This Week’s Drought Summary
This U.S. Drought Monitor (USDM) week was marked by a much more active storm pattern across the West Coast and Northern Rockies with areas of heavy rain along the coast and valley locations. Further inland, the higher elevations of the Cascade Range, Klamath Mountains, Sierra Nevada Range, northern Great Basin, and the Northern Rockies have all received significant snowfall accumulations this week. The storm event, fueled by an atmospheric river, provided a much-needed boost to snow water equivalent (SWE) levels in the Far West. On December 14, the NRCS SNOTEL network was reporting normal-to-above-normal SWE in Oregon’s Willamette (100% of median) and Southern Oregon Coastal (116%) basins as well as in the Lower Sacramento (113%), San Joaquin (106%), Tulare-Buena Vista Lakes (119%), Truckee (137%), Carson (120%), Walker (122%) and Mono-Owens Lakes (122%) basins of the Sierra Nevada Range. In the Lower Mississippi, Tennessee, and Ohio Valley, an outbreak of violent thunderstorms including dozens of tornadoes, erupted along a path spanning from northeastern Arkansas to northeastern Kentucky. The tornados moved very rapidly through the region on Friday night with devastating effect, especially in the southeastern Kentucky town of Mayfield. In Kentucky, latest reports announced at least 74 people lost their lives, and the death toll is expected to increase. In the Mid-Atlantic, unseasonably warm temperatures were observed over the weekend with daily high-temperature records broken in Pennsylvania, West Virginia, Virginia, Maryland, Delaware, New Jersey, and North Carolina where high temperatures ranged in the mid-60’s to mid-70’s. On the map, short-term precipitation shortfalls and anomalously warm temperatures led to the degradation of drought-related conditions in portions of the Mid-Atlantic, Southeast, South, and in the Midwest, while some improvements were made in the High Plains and isolated areas out West. According to NOAA’s National Center’s for Environmental Information (NCEI), November 2021 was the 7th warmest on record for the contiguous U.S. as well as the 7th warmest January-November period on record. In terms of precipitation, November marked the 8th driest for the contiguous U.S., while year-to-date precipitation ranked in the middle third (61st wettest). At a regional level, the Rockies and Westward Region saw its warmest November (+5.8 deg F anomaly) on record as well as its warmest March-November period on record.

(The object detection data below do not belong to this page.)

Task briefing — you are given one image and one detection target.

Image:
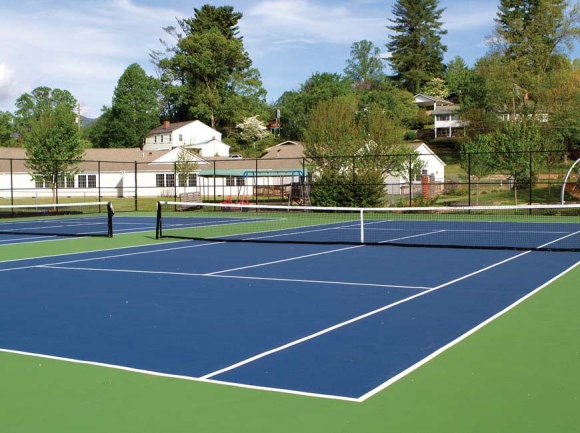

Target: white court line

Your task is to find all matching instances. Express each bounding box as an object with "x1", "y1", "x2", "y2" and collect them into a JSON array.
[
  {"x1": 202, "y1": 251, "x2": 531, "y2": 379},
  {"x1": 379, "y1": 230, "x2": 447, "y2": 244},
  {"x1": 205, "y1": 245, "x2": 364, "y2": 275},
  {"x1": 0, "y1": 348, "x2": 358, "y2": 403},
  {"x1": 357, "y1": 256, "x2": 580, "y2": 403},
  {"x1": 36, "y1": 265, "x2": 432, "y2": 290}
]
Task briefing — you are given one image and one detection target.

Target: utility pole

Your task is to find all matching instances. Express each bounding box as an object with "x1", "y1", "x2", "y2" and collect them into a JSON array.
[{"x1": 77, "y1": 104, "x2": 82, "y2": 131}]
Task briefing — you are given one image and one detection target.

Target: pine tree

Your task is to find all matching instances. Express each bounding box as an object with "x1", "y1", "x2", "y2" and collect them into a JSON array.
[
  {"x1": 386, "y1": 0, "x2": 447, "y2": 93},
  {"x1": 493, "y1": 0, "x2": 580, "y2": 100}
]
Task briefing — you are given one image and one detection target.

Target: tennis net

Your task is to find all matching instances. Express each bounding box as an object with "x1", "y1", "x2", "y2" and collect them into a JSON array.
[
  {"x1": 156, "y1": 201, "x2": 580, "y2": 251},
  {"x1": 0, "y1": 202, "x2": 114, "y2": 237}
]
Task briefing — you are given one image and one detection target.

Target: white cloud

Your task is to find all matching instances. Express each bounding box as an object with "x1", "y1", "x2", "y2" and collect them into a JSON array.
[
  {"x1": 0, "y1": 0, "x2": 180, "y2": 116},
  {"x1": 240, "y1": 0, "x2": 387, "y2": 53}
]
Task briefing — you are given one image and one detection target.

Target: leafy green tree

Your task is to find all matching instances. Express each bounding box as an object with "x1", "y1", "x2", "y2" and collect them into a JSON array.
[
  {"x1": 492, "y1": 0, "x2": 580, "y2": 115},
  {"x1": 305, "y1": 95, "x2": 409, "y2": 206},
  {"x1": 460, "y1": 134, "x2": 496, "y2": 206},
  {"x1": 386, "y1": 0, "x2": 447, "y2": 94},
  {"x1": 236, "y1": 116, "x2": 272, "y2": 146},
  {"x1": 344, "y1": 40, "x2": 385, "y2": 90},
  {"x1": 421, "y1": 77, "x2": 449, "y2": 99},
  {"x1": 357, "y1": 79, "x2": 419, "y2": 129},
  {"x1": 0, "y1": 111, "x2": 16, "y2": 147},
  {"x1": 14, "y1": 87, "x2": 77, "y2": 135},
  {"x1": 175, "y1": 146, "x2": 198, "y2": 192},
  {"x1": 494, "y1": 118, "x2": 543, "y2": 205},
  {"x1": 90, "y1": 63, "x2": 160, "y2": 147},
  {"x1": 20, "y1": 91, "x2": 84, "y2": 201},
  {"x1": 151, "y1": 5, "x2": 265, "y2": 129},
  {"x1": 275, "y1": 72, "x2": 353, "y2": 140}
]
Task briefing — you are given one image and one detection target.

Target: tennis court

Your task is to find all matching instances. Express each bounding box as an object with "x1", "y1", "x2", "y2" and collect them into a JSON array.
[{"x1": 0, "y1": 202, "x2": 580, "y2": 431}]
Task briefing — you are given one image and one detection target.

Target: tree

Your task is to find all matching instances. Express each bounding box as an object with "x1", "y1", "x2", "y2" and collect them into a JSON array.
[
  {"x1": 491, "y1": 0, "x2": 580, "y2": 115},
  {"x1": 305, "y1": 95, "x2": 409, "y2": 206},
  {"x1": 460, "y1": 134, "x2": 496, "y2": 206},
  {"x1": 494, "y1": 118, "x2": 543, "y2": 205},
  {"x1": 90, "y1": 63, "x2": 160, "y2": 147},
  {"x1": 0, "y1": 111, "x2": 16, "y2": 147},
  {"x1": 14, "y1": 87, "x2": 77, "y2": 135},
  {"x1": 344, "y1": 40, "x2": 385, "y2": 90},
  {"x1": 175, "y1": 146, "x2": 198, "y2": 192},
  {"x1": 275, "y1": 72, "x2": 353, "y2": 140},
  {"x1": 17, "y1": 88, "x2": 84, "y2": 202},
  {"x1": 236, "y1": 116, "x2": 272, "y2": 146},
  {"x1": 151, "y1": 5, "x2": 265, "y2": 129},
  {"x1": 386, "y1": 0, "x2": 447, "y2": 94},
  {"x1": 421, "y1": 77, "x2": 449, "y2": 99}
]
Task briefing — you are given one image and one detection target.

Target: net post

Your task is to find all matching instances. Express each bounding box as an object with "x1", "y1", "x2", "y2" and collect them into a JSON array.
[
  {"x1": 360, "y1": 208, "x2": 365, "y2": 244},
  {"x1": 107, "y1": 202, "x2": 115, "y2": 238},
  {"x1": 155, "y1": 201, "x2": 163, "y2": 239}
]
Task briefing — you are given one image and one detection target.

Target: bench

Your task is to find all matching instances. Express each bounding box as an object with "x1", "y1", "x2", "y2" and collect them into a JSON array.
[{"x1": 179, "y1": 192, "x2": 202, "y2": 210}]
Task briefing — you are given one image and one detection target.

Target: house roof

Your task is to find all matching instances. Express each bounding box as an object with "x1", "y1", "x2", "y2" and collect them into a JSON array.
[
  {"x1": 414, "y1": 93, "x2": 453, "y2": 106},
  {"x1": 0, "y1": 147, "x2": 173, "y2": 173},
  {"x1": 407, "y1": 140, "x2": 447, "y2": 166},
  {"x1": 431, "y1": 105, "x2": 461, "y2": 115},
  {"x1": 147, "y1": 120, "x2": 201, "y2": 135}
]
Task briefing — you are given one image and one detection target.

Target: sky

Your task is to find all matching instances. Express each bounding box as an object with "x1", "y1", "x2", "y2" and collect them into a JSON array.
[{"x1": 0, "y1": 0, "x2": 576, "y2": 118}]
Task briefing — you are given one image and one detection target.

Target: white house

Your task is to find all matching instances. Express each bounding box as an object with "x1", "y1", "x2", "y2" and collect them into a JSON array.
[
  {"x1": 415, "y1": 94, "x2": 469, "y2": 138},
  {"x1": 143, "y1": 120, "x2": 230, "y2": 157},
  {"x1": 0, "y1": 140, "x2": 445, "y2": 201}
]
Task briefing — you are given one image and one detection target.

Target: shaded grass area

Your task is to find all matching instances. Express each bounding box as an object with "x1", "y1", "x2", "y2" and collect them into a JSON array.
[{"x1": 0, "y1": 224, "x2": 580, "y2": 433}]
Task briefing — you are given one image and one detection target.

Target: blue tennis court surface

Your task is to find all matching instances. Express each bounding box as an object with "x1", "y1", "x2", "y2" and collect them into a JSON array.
[
  {"x1": 0, "y1": 216, "x2": 155, "y2": 246},
  {"x1": 0, "y1": 238, "x2": 579, "y2": 400}
]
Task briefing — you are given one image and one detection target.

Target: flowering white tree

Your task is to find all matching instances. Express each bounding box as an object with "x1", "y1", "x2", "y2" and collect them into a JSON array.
[{"x1": 236, "y1": 116, "x2": 270, "y2": 143}]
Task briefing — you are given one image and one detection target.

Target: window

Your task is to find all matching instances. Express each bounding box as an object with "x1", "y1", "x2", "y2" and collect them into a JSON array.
[
  {"x1": 57, "y1": 174, "x2": 75, "y2": 188},
  {"x1": 226, "y1": 176, "x2": 246, "y2": 186},
  {"x1": 165, "y1": 173, "x2": 175, "y2": 186},
  {"x1": 34, "y1": 176, "x2": 48, "y2": 188},
  {"x1": 189, "y1": 173, "x2": 197, "y2": 186},
  {"x1": 77, "y1": 174, "x2": 97, "y2": 188},
  {"x1": 155, "y1": 173, "x2": 175, "y2": 188}
]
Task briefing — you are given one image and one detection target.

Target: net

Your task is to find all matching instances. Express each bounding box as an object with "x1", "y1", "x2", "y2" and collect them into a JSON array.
[
  {"x1": 156, "y1": 202, "x2": 580, "y2": 251},
  {"x1": 0, "y1": 202, "x2": 114, "y2": 237},
  {"x1": 156, "y1": 202, "x2": 580, "y2": 251}
]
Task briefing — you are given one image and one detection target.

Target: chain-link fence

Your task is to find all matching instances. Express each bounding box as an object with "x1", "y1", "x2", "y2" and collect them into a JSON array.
[{"x1": 0, "y1": 149, "x2": 580, "y2": 211}]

In the South, conditions on the map continued to degrade across areas of Texas and Oklahoma where unseasonably warm and dry conditions prevailed this week. The dry conditions showed up on a variety of drought indicators including satellite-based soil moisture and evaporative demand tools. Additionally, numerous rivers and streams in the western half of the state showed flows dipping below the 20th percentile during the past 7-day period. Rainfall deficits (ranging from 3 to 6+ inches) during the past 60-day period were greatest in southeastern Oklahoma, eastern Texas, Louisiana, and southwestern Arkansas. For the week, average temperatures were above normal (2 to 10+ deg F) across Texas, Oklahoma, Louisiana, Arkansas, and Mississippi.